None of that matters now. Fancy spell work isn’t going to save me tonight. My only hope is in dodging whatever flies my way, and casting enough Stunning spells to keep the Death Eaters occupied.
“Rictusempra!” I hear someone cry. That’s a child’s spell, which certainly doesn’t belong in the battlefield. A Death Eater erupts into raucous laughter, a laughter that doesn’t match the murderous look on his face. He’s snarling hideously, trying to wheeze out a curse through all the laughter.
I aim my wand at his feet. “Reducto!” The ground explodes, and he goes flying.
The round face of a little blond boy flashes me a grin. “Hey, thanks! Gotta go, my brother Colin’s around here somewhere!” He dashes away, weaving through Death Eaters, students, and Order members alike.
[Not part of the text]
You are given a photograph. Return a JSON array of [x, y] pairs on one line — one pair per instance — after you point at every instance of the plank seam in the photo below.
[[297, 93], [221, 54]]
“You’re welcome,” I say to no one, and then add with a shriek, “Stupefy!” One of the three Death Eaters rushing toward me falls; unfortunately, the other two don’t.
They wear identical sneers as they train both their wands on my chest. “Pretty little thing, aren’t ye?” one snickers. “Shame to damage that lovely skin. We’ll make it quick, then, shall we? Avada-”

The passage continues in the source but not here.